Um dos pontos que se destacaram na proposta do Einstein foi a projeção de que os R$ 15 milhões a serem investidos no centro pela Embrapii podem se multiplicar com contrapartidas financeiras de possíveis parceiros privados e o uso de infraestrutura já existente na organização. A expectativa é de que o centro de terapias avançadas atraia investimentos de empresas do setor farmacêutico e de biotecnologia interessadas na expertise de seus pesquisadores e em prestação de serviços especializados e multiplique suas receitas. Os recursos oferecidos pelo Ministério da Saúde deverão ser aplicados em finalidades específicas, como ampliar a infraestrutura física, formar pessoal, buscar parceiros e criar startups.
“Investimentos em tecnologias avançadas são sempre bem-vindos, mas R$ 15 milhões estão aquém do necessário para obter resultados robustos nesse tipo de pesquisa, que tem custos muito elevados”, avalia Elize Massard da Fonseca, professora de administração pública na Fundação Getulio Vargas (FGV) e pesquisadora de inovação e saúde. Ela menciona um estudo publicado em junho passado na revista científica Pharmaceutical Medicine segundo o qual o desenvolvimento de uma nova terapia celular e genética requer investimentos de US$ 1,9 bilhão – o cálculo foi feito com base em 11 ativos aprovados ou em vias de aprovação pela FDA, agência que regula o comércio de remédios e alimentos nos Estados Unidos.
O investimento no centro de terapias avançadas é inferior ao financiamento obtido por outros centros de competência criados recentemente pela Embrapii, em áreas de tecnologia da informação, como conectividade 5G e 6G, tecnologias imersivas aplicadas a mundos virtuais e plataformas de hardware inteligentes. Um total de R$ 480 milhões foi destinado a oito iniciativas, com uma média de R$ 60 milhões em cada uma.

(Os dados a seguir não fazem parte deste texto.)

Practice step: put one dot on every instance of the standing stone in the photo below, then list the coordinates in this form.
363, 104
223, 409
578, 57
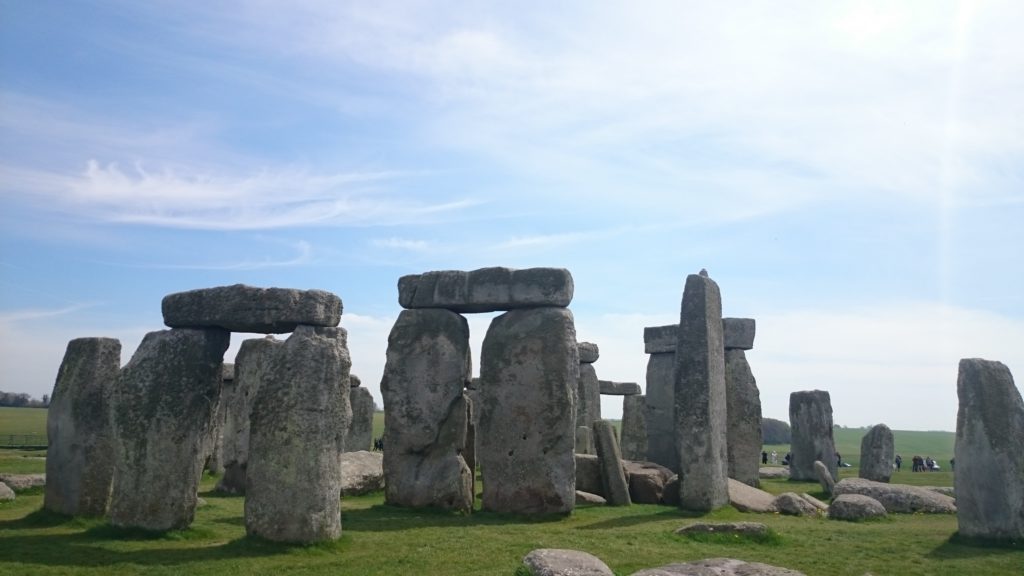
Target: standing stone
360, 429
80, 458
634, 443
246, 309
299, 419
811, 426
616, 489
528, 368
589, 407
989, 452
164, 403
251, 366
878, 452
428, 365
660, 402
700, 399
743, 412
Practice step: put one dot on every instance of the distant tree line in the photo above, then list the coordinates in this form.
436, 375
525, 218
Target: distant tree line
22, 400
774, 432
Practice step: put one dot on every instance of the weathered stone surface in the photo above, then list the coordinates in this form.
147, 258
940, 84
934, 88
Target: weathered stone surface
585, 441
80, 458
488, 289
749, 499
634, 443
773, 471
660, 401
810, 419
528, 369
299, 419
588, 498
246, 309
589, 353
361, 472
18, 482
428, 364
898, 498
738, 528
647, 482
824, 477
738, 332
878, 452
251, 366
743, 413
551, 562
164, 402
588, 477
589, 408
989, 452
619, 388
718, 567
360, 429
791, 503
660, 339
700, 398
616, 489
855, 507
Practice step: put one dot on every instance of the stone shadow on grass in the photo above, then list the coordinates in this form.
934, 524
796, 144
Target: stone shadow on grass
963, 546
384, 518
87, 548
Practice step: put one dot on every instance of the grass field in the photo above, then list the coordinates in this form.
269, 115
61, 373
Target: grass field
381, 539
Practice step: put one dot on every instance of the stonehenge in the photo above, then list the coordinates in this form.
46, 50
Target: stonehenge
989, 452
80, 458
700, 399
811, 422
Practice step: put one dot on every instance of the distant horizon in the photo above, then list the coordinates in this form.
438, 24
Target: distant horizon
849, 174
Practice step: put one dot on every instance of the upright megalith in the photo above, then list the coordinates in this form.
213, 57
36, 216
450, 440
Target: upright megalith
811, 425
80, 458
299, 419
360, 429
251, 369
246, 309
528, 368
164, 403
878, 452
634, 442
743, 408
659, 342
989, 452
700, 398
489, 289
428, 365
616, 489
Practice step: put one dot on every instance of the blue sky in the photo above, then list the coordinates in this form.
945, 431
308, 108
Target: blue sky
851, 174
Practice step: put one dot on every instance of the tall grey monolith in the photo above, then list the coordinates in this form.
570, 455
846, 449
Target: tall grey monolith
164, 403
659, 342
811, 426
634, 444
989, 452
428, 365
528, 367
297, 434
700, 398
360, 429
251, 368
743, 412
616, 488
878, 452
80, 458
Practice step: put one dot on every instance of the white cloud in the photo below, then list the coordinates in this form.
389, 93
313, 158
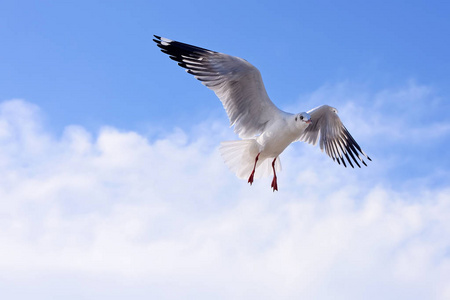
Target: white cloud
115, 215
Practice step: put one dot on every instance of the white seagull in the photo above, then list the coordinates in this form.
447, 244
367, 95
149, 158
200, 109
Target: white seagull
264, 129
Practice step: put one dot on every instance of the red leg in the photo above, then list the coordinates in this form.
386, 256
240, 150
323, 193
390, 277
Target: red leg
250, 179
274, 181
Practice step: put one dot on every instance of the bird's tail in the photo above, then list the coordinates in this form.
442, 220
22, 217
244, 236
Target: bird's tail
240, 156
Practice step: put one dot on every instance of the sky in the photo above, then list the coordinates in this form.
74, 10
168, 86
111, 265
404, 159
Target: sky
113, 186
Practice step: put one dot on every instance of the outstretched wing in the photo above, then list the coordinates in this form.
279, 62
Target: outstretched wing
236, 82
334, 137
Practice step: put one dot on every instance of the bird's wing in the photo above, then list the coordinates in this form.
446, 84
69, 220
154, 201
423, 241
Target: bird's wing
236, 82
334, 137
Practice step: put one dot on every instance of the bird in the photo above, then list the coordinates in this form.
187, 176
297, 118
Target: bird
265, 131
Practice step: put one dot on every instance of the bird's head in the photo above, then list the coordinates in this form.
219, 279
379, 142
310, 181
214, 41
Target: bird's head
302, 119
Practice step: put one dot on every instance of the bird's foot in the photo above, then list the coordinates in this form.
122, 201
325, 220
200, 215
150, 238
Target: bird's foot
274, 185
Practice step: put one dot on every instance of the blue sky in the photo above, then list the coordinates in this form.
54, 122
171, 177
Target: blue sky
113, 187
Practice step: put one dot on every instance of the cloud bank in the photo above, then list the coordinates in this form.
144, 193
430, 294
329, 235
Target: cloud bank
116, 214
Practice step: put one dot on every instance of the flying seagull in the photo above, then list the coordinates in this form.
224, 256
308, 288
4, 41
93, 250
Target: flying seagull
264, 129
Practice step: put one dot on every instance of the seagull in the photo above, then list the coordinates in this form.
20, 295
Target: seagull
264, 129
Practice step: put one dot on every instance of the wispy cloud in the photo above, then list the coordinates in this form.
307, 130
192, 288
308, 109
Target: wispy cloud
115, 214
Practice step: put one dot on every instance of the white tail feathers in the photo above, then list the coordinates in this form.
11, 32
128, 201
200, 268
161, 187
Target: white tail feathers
240, 156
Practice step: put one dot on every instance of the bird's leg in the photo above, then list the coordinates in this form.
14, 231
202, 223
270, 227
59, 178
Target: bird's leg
250, 179
274, 185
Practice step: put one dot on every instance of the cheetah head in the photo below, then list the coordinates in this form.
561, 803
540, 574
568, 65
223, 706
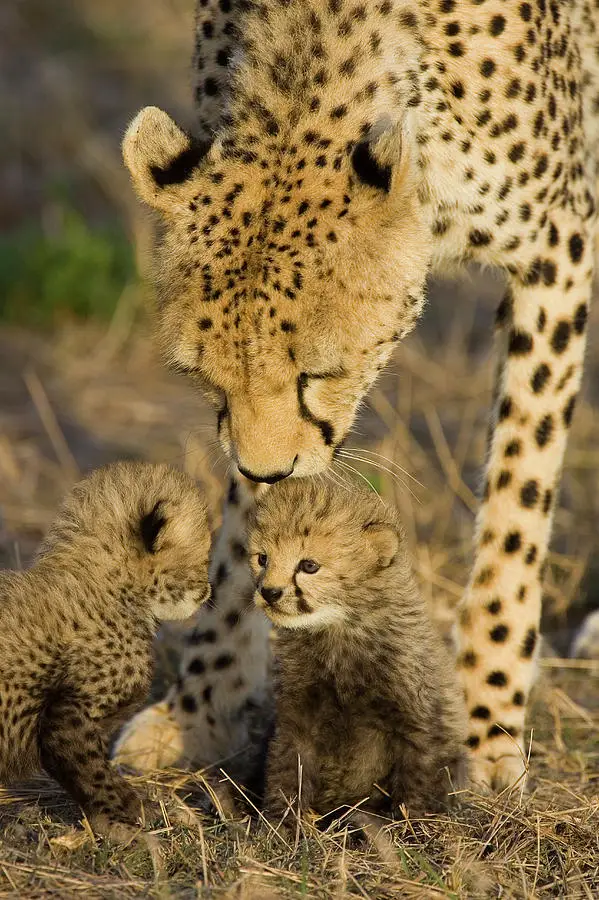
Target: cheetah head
145, 527
318, 553
286, 271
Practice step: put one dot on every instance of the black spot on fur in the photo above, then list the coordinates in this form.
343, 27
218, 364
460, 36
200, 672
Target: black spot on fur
196, 637
529, 643
232, 619
197, 666
222, 573
569, 411
529, 494
513, 542
223, 661
561, 336
544, 431
189, 704
514, 448
576, 248
520, 343
150, 527
531, 555
499, 633
540, 377
580, 318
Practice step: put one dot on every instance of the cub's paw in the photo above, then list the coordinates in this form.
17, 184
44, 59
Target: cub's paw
586, 640
503, 768
151, 740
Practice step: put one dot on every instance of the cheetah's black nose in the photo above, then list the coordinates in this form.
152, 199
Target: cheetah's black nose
271, 595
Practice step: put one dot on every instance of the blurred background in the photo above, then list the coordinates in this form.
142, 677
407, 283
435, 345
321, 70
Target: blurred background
80, 383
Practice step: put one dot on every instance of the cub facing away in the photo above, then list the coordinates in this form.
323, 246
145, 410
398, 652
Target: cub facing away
129, 547
367, 696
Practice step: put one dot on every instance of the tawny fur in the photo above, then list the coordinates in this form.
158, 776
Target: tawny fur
129, 548
367, 700
347, 149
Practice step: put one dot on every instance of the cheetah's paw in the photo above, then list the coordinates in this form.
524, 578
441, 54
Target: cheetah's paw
151, 740
505, 770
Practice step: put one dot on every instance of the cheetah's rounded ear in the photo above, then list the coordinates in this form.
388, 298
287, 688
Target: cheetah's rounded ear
376, 158
385, 541
150, 526
160, 158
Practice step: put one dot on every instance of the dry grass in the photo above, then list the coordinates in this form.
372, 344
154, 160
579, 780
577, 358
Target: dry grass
88, 396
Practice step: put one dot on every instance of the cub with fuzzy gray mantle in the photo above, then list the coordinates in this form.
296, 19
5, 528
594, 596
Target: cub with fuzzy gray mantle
129, 548
367, 697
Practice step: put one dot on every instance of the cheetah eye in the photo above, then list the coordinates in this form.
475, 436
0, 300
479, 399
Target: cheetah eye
309, 566
369, 170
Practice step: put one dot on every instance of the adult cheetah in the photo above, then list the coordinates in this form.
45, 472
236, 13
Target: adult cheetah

Embora o objetivo principal seja a criação de tratamentos inovadores, o centro do Einstein tem potencial para estimular a criação de empregos de alta qualificação e de startups de base tecnológica. “Desenvolvemos uma lógica que facilita a transferência dos conhecimentos obtidos nas pesquisas para as aplicações na indústria, com redução dos custos e dos riscos”, afirma Edelvicio Souza Júnior, especialista em inovação industrial da Embrapii.
Uma iniciativa de divulgação científica do Einstein foi lançada em julho. É a plataforma Science Arena, criada com o objetivo de disseminar informações sobre a produção científica brasileira e global. Já foram publicados mais de 60 textos, entre reportagens – produzidas por jornalistas especializados em ciência –, ensaios, colunas e entrevistas, com a proposta de trazer contexto às notícias e abrir novas possibilidades de diálogo. “Os ensaios e as colunas são assinados por pesquisadores que contribuem com o Science Arena, publicando textos inéditos. Nada do que publicamos tem veiculação prévia em outros veículos”, conta o jornalista Bruno de Pierro, integrante do time de Comunicação Institucional do Einstein e editor-chefe do Science Arena. Ele ressalta que não se trata de uma plataforma apenas sobre as pesquisas do Einstein: também são abordados estudos realizados por outras instituições de pesquisa, tanto no Brasil quanto no exterior, com todo o conteúdo sendo publicado em português e em inglês.